Trump reiterated his commitment to utilizing trade tariffs to address the U.S. trade deficit with China, while indicating some flexibility regarding these tariffs. He plans to implement reciprocal tariffs on a global scale starting April 2.

New York Fed President John Williams remarked on Friday that it is premature to assess the tariffs’ impact on inflation. He emphasized the growing risks to the economic outlook and assured that the central bank has ample time to determine its monetary policy direction.

Austan Goolsbee, president of the Chicago Fed, also highlighted that the lingering question of whether tariffs could lead to sustained inflation remains unresolved. Factors such as taxes on intermediate goods and retaliatory actions from other nations will influence the central bank’s necessary responses.

Meanwhile, the bond market has seen positive momentum due to the Fed’s intention to ease its quantitative tightening measures, which will alleviate Treasury departments’ debt issuance needs, according to Brooks from TD Bank.

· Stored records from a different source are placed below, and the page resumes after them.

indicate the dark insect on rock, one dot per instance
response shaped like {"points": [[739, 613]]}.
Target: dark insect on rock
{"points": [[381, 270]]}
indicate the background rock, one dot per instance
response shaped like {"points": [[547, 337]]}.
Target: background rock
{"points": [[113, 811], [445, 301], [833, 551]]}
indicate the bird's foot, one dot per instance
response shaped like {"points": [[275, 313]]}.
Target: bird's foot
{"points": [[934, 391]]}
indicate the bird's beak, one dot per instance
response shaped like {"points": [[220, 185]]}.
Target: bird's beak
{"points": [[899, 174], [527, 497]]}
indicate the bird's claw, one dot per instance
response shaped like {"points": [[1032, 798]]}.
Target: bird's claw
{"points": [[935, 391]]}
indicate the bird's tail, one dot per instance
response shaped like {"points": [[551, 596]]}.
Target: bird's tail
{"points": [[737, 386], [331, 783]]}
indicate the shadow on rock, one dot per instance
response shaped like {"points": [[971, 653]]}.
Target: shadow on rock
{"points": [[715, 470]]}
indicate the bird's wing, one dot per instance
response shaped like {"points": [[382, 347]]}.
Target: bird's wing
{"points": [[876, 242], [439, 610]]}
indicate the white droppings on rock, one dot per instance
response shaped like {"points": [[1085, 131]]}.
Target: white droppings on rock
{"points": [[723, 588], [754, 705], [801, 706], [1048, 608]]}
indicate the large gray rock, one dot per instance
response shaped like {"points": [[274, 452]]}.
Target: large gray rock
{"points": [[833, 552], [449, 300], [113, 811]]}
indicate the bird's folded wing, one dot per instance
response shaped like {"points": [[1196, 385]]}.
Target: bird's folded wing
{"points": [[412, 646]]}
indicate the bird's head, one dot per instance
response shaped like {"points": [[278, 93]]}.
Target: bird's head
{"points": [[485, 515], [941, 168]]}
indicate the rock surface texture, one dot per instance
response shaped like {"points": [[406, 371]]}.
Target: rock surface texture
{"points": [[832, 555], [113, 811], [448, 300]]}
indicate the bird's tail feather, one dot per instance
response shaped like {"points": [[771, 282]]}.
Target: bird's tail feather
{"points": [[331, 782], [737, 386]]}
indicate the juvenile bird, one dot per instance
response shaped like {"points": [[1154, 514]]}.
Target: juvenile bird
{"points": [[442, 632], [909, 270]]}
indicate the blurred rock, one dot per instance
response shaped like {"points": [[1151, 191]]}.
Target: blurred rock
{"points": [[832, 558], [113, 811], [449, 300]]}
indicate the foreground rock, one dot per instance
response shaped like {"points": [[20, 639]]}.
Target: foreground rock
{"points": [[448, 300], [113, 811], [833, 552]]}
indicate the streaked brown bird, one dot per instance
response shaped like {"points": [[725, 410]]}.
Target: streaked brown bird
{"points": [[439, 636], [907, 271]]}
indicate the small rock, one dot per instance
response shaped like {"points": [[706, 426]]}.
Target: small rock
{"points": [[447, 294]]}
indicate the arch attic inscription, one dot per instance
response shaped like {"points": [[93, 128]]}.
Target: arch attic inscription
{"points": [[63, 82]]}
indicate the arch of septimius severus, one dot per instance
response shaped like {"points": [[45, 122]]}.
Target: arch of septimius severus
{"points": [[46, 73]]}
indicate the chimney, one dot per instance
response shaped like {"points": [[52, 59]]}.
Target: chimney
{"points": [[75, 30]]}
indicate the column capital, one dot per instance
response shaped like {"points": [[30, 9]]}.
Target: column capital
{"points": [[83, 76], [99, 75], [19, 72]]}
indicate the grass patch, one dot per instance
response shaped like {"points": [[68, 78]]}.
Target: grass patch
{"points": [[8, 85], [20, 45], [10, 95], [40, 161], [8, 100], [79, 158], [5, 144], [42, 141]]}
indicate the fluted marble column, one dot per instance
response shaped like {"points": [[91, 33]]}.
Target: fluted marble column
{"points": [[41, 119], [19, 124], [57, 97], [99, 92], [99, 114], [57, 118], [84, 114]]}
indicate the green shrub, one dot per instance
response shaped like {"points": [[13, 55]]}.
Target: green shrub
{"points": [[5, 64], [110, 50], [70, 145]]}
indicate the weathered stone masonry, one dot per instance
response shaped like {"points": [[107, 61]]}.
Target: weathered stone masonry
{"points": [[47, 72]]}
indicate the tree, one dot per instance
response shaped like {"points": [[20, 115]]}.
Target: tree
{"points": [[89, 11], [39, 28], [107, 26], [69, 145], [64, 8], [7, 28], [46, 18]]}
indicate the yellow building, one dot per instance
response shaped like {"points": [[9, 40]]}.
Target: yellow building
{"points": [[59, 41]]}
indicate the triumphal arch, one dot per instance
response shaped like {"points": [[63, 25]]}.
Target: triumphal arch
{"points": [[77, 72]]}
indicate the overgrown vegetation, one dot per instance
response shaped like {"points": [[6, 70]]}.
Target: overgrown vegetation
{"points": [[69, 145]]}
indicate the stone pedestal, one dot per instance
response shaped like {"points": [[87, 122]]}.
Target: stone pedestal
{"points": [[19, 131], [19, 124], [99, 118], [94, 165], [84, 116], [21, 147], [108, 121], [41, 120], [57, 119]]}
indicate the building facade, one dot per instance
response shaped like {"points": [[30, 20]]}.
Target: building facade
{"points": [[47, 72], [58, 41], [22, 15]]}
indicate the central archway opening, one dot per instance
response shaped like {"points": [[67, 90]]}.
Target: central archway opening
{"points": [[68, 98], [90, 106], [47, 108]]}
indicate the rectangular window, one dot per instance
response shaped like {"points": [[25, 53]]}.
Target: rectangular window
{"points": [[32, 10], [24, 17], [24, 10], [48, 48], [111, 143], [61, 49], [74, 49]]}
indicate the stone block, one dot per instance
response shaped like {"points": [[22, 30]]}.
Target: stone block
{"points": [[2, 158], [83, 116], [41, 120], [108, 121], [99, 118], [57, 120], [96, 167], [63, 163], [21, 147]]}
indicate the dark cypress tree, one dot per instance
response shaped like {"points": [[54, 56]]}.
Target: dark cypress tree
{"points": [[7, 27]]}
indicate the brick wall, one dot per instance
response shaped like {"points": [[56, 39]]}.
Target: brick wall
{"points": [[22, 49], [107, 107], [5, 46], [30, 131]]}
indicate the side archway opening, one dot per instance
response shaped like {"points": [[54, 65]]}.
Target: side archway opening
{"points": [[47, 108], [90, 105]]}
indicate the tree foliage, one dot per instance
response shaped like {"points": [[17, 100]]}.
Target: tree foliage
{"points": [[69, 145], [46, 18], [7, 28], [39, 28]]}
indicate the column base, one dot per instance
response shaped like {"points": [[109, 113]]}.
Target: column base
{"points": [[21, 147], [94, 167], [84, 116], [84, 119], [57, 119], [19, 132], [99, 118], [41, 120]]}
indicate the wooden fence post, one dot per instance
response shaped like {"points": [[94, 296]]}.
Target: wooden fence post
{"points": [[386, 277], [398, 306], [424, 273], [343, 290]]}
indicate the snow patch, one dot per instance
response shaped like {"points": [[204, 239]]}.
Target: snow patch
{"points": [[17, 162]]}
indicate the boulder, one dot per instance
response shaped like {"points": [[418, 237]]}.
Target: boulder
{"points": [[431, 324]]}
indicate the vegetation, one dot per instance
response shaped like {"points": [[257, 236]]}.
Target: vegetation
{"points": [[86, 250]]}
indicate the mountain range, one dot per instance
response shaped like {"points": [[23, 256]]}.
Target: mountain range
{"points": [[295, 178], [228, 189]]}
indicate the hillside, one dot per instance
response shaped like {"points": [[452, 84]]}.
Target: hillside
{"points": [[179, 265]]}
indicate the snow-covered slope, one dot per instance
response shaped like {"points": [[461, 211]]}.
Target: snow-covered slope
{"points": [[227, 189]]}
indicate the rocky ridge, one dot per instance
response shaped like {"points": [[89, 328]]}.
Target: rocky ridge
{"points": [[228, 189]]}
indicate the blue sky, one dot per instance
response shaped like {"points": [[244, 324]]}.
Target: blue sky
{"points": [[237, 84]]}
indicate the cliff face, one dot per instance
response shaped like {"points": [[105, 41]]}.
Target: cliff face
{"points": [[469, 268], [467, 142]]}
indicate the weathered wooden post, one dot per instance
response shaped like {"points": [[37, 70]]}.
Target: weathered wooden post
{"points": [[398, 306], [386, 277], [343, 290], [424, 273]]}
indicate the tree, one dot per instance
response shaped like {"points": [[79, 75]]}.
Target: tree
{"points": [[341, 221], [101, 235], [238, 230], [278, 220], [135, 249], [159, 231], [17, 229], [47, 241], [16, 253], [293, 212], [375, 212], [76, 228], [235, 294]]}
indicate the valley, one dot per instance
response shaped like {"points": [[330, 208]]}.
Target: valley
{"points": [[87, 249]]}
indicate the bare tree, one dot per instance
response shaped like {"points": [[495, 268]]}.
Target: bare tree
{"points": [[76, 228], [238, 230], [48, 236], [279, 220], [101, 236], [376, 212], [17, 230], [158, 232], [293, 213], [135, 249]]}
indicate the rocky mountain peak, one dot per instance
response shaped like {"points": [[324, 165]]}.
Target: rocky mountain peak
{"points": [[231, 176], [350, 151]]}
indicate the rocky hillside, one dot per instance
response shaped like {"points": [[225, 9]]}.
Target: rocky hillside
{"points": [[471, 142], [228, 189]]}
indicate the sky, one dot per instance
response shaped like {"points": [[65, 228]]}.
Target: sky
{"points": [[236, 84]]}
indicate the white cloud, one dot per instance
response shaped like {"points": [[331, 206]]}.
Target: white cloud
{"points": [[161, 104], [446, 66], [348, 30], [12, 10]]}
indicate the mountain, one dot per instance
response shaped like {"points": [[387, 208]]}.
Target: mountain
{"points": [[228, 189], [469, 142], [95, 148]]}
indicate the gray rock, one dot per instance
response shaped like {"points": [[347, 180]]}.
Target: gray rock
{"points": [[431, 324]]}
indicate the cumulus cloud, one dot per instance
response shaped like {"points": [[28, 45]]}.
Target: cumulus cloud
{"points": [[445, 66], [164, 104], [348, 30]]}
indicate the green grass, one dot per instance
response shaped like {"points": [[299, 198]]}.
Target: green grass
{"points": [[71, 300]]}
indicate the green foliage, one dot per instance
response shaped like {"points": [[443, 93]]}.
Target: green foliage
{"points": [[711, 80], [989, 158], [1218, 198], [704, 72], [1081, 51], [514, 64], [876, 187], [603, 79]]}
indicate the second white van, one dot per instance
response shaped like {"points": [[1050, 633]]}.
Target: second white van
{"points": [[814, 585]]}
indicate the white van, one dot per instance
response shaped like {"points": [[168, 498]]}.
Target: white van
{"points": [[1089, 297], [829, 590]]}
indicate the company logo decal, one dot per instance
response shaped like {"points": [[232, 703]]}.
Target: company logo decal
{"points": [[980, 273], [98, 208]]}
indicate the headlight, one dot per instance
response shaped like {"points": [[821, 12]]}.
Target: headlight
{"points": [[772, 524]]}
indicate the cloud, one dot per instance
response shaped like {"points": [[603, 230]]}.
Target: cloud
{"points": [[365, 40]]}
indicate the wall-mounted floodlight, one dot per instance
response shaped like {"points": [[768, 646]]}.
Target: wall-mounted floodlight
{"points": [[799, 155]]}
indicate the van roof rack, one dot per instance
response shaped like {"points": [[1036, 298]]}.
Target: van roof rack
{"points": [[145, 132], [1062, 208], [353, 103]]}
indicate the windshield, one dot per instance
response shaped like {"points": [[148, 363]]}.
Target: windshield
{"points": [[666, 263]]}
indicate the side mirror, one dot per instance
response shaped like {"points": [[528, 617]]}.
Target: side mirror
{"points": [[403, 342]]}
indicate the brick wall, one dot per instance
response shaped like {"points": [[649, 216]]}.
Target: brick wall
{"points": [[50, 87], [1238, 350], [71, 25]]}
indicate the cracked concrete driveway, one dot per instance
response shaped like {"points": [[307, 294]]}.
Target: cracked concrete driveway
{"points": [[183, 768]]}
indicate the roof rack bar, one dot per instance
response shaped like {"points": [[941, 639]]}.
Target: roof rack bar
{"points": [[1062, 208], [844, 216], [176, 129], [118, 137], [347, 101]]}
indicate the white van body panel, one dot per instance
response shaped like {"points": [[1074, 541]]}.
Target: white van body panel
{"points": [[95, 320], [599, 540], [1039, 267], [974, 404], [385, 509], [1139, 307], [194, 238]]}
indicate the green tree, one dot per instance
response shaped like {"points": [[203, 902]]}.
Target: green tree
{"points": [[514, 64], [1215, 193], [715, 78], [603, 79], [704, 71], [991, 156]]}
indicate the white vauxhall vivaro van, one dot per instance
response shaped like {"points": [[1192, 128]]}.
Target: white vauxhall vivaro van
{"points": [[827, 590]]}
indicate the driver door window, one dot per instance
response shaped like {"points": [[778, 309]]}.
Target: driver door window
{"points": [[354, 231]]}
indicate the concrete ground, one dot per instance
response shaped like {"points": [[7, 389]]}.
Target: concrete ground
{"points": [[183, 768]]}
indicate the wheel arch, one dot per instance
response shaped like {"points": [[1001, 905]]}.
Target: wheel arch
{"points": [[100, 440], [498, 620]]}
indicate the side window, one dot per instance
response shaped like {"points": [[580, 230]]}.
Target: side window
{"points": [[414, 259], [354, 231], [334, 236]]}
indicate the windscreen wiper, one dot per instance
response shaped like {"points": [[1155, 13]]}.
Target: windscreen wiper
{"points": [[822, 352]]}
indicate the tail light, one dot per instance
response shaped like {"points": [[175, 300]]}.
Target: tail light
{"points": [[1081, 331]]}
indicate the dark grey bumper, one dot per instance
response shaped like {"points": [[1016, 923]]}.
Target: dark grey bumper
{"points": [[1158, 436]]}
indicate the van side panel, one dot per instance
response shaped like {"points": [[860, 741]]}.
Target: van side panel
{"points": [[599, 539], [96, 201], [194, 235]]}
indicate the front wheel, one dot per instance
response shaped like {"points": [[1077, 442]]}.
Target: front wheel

On Wednesday, the U.S. central bank announced a reduction in the pace of its sizeable balance sheet reduction, as it grapples with challenges in gauging market liquidity amidst the current stalemate over the government’s borrowing limit.

Fed Governor Christopher Waller expressed his dissent regarding this decision, citing the abundant reserves within the banking system.

The yield on the benchmark 10-year U.S. Treasury bond increased by 2.1 basis points to 4.254%, maintaining a range between 4.106% and 4.353% since February 25. In contrast, the yield on the two-year bond, which typically responds to interest rate forecasts, dipped by 0.7 basis points to 3.95%. The yield curve between two-year and ten-year bonds steepened by approximately 3 basis points, reaching 30.3 basis points.

In Germany, the Bundesrat, the upper house of parliament, approved spending plans aimed at stimulating growth in Europe’s largest economy and enhancing military capabilities, thus clearing the final hurdle for this significant policy shift. This announcement previously caused German public debt yields to soar and is exerting upward pressure on public debt yields globally.

Traders are also closely monitoring the situation between Russia and Ukraine in hopes of a resolution to the ongoing conflict. President Trump indicated on Thursday that the U.S. is poised to sign a minerals and natural resources agreement with Ukraine, expressing optimism about his efforts to broker peace following discussions with leaders from both Russia and Ukraine.

Next week, the Treasury will issue $183 billion in short- and medium-term debt, which includes $69 billion in two-year bonds on Tuesday, $70 billion in five-year bonds on Wednesday, and $44 billion in seven-year bonds on Thursday.